Hi all,
I have performed RNA-seq on 2 samples, a "case" and "control", with the idea being to find differential expression between the two.
I have noticed, for one gene, that I have loads of "double" sequences mapping, i.e.: the bamfile for the sequence (which I have converted to a GenomicRanges class), has two reads mapping to the same point in the gene, but mapping repeatedly at different points along the gene.
>countOverlaps(bamlist[[1]], tx_by_gene$ENSRNOG00000024028)[which(countOverlaps(bamlist[[1]], tx_by_gene$ENSRNOG00000024028) != 0)]

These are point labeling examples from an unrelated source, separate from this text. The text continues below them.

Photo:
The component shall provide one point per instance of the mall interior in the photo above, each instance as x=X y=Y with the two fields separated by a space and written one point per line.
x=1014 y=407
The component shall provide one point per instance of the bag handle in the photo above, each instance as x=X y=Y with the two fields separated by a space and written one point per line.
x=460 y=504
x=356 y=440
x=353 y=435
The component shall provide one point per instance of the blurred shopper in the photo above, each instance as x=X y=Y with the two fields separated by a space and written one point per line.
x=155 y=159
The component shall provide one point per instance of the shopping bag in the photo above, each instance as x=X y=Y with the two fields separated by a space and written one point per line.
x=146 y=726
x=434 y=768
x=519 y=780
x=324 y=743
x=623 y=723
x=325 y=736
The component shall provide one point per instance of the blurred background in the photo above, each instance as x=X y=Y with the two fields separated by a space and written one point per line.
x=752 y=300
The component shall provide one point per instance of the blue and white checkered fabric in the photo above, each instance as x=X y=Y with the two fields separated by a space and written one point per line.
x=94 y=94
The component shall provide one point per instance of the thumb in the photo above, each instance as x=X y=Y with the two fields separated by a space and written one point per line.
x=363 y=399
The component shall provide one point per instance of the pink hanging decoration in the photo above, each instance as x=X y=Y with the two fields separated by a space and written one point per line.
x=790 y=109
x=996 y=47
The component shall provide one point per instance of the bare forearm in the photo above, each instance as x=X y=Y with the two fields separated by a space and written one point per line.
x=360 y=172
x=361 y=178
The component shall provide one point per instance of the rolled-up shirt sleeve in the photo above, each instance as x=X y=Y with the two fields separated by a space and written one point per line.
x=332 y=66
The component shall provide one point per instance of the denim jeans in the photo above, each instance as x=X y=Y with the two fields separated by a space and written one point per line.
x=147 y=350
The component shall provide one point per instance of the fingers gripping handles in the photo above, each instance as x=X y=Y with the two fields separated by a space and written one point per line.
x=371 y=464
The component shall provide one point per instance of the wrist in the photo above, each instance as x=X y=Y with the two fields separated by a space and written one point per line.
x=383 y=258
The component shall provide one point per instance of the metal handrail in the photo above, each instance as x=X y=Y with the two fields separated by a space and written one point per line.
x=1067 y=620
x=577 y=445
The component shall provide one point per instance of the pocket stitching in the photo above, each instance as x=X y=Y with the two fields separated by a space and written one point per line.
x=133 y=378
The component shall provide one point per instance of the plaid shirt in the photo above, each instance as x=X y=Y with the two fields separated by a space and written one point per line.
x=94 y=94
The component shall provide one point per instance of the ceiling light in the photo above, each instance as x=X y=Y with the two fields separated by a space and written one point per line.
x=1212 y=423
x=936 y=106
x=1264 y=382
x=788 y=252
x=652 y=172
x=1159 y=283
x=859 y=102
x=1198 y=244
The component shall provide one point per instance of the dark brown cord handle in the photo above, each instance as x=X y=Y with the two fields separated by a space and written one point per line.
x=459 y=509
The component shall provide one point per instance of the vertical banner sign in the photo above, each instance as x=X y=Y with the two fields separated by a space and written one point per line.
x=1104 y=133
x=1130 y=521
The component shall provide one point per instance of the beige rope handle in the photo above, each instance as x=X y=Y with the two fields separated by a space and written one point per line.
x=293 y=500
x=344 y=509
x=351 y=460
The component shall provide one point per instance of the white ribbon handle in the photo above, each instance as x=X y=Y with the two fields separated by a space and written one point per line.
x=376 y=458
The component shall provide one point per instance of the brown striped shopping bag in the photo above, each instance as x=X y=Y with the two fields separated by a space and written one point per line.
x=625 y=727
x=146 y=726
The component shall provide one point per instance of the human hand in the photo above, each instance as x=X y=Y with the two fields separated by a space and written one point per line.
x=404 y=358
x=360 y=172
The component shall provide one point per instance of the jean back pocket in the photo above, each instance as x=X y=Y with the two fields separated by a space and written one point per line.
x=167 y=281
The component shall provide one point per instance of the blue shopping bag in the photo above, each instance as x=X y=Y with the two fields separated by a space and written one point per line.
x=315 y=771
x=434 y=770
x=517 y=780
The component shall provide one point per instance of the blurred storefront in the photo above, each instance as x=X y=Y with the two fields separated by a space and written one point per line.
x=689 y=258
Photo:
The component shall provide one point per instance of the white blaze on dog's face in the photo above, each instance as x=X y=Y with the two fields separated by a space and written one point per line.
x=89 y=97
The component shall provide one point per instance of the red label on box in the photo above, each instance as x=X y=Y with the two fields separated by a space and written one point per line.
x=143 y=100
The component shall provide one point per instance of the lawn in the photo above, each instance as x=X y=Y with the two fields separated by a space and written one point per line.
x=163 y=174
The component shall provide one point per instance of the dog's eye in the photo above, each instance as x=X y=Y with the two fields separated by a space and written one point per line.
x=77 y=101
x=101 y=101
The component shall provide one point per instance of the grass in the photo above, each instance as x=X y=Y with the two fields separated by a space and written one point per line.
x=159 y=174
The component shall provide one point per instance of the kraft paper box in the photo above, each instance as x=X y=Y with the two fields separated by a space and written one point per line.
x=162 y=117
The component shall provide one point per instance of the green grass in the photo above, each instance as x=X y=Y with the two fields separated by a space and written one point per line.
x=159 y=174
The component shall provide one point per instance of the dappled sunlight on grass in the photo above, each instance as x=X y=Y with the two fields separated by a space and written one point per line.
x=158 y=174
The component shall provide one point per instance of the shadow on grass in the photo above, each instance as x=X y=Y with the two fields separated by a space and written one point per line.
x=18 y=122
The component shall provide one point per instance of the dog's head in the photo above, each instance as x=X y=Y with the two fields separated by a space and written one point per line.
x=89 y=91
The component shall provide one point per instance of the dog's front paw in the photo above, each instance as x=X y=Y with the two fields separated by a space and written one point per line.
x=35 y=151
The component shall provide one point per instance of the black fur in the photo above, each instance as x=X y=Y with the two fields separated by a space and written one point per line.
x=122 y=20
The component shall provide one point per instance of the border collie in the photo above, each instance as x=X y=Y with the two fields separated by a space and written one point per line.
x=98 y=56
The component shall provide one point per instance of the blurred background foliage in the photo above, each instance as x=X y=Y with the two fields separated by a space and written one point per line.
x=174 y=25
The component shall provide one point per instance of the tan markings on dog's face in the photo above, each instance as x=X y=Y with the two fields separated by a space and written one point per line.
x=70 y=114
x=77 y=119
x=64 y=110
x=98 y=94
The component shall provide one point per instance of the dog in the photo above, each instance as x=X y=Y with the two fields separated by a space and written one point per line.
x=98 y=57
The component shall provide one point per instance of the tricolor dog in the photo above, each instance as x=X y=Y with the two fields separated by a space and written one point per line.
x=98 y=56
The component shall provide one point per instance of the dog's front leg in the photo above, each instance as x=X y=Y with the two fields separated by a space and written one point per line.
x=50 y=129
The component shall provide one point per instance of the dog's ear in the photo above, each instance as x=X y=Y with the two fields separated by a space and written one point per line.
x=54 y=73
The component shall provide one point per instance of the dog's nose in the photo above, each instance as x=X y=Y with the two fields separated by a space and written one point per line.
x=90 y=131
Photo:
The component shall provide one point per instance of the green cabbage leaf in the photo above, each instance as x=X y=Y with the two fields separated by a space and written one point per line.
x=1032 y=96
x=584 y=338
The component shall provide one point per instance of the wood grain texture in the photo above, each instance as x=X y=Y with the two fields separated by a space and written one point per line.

[1] 2 2 2 2 1 2 1 2 1 2 2 2 1 2 1 1 2 2 2 2 2 2 1 2 2 2 2 2 2 2 2 2 2 2 2 2 2
[38] 2 2 2 2 2 2 2 2 1 2 2 1 2 2 2 2 2 2 2 2 1 2 2 2 2 2 2 2 2 2 2 2 2 2 2 1 2
[75] 2 2 2 2 2 1 2 2 2 2 2 2 1 1 2 2 2 2 2 2 2 2 2 2 2 1 2 2 2 2 2 2 2 2 2 2 2
[112] 2 1 2
Whereas for another gene (and I think typically...at least for my top differentially expressed genes) I get:
>countOverlaps(bamlist[[1]], tx_by_gene$ENSRNOG00000006151)[which(countOverlaps(bamlist[[1]], tx_by_gene$ENSRNOG00000006151) != 0)]
[1] 1 1 1 1 1 1 1 1 1 1 1 1 1 1 1 1 1 1 1 1 1 1 1 1 1 1 1 1 1 1 1 1 1 1 1 1 1
[38] 1 1 1 1 1 1 1 1 1 1 1 1 1 1 1 1 1 1 1 1 1 1 1 1 1 1 1 1 1 1 1 1 1 1 1 1 1
[75] 1 1 1 1 1 1 1 1 1 1 1 1 1 1 1 1 1 1 1 1 1 1 1 1 1 1 1 1 1 1 1 1 1 1 1 1 1
[112] 1 1 1 1 1 1 1 1 1 1 1 1 1 1 1 1 1 1 1 1 1 1 1 1 1 1 1 1 1 1 1 1 1 1 1 1 1
[149] 1 1 1 1 1 1 1 1 1 1 1 1 1 1 1 1 1 1 1 1 1 1 1 1 1 1 1 1 1 1 1 1 1 1 1 1 1
[186] 1 1 1 1 1 1 1 1 1 1 1 1 1 1 1 1 1 1 1 1 1 1 1 1 1 1 1 1 1 1 1 1 1 1 1 1 1
[223] 1 1 1 1 1 1 1 1 1 1 1 1 1 1 1 1 1 1 1 1 1 1 1 1 1 1 1 1 1 1 1 1 1 1 1 1 1
[260] 1 1 1 1 1 1 1 1 1 1 1 1 1 1 1 1 1 1 1 1 1 1 1 1 1 1 1 1 1 1 1 1 1 1 1 1 1
[297] 1 1 1 1 1 1 1 1 1 1 1 1 1 1 1 1 1 1 1 1 1 1 1 1 1 1 1 1 1 1 1 1 1 1 1 1 1
[334] 1 1 1 1 1 1 1 1 1 1 1 1 1 1 1 1 1 1 1 1 1 1 1 1 1 1 1 1 1 1 1 1 1 1 1 1 1
[371] 1 1 1 1 1 1 1 1 1 1 1 1 1 1 1 1 1 1 1 1 1
I have traced these "double mappings" back to the fastq files, they are definitely the same sequences, e.g. for one of the sequences, I found the original reads in the sam and fastq files, here I show an example:
% grep HWUSI-EAS4752312156373911 s_1_1.qseq_ACAGTGA.fastq -A 1
@HWUSI-EAS4752312156373911
GGCTCTGGCACCTTGGGGTTGCAGGGCTCAGGAA
+HWUSI-EAS4752312156373911
geggggggggdggggfcfdfffaffggggcffff
% grep HWUSI-EAS4752317017106159551 s_1_1.qseq_ACAGTGA.fastq -A 1
@HWUSI-EAS4752317017106159551
GGCTCTGGCACCTTGGGGTTGCAGGGCTCAGGAA
+HWUSI-EAS4752317017106159551
hhhhhhhhhhhhhhghhhehhfdhhhhhhhhghh
It seems really weird, like somehow the reads for this gene are being duplicated. Is there a known reason for this?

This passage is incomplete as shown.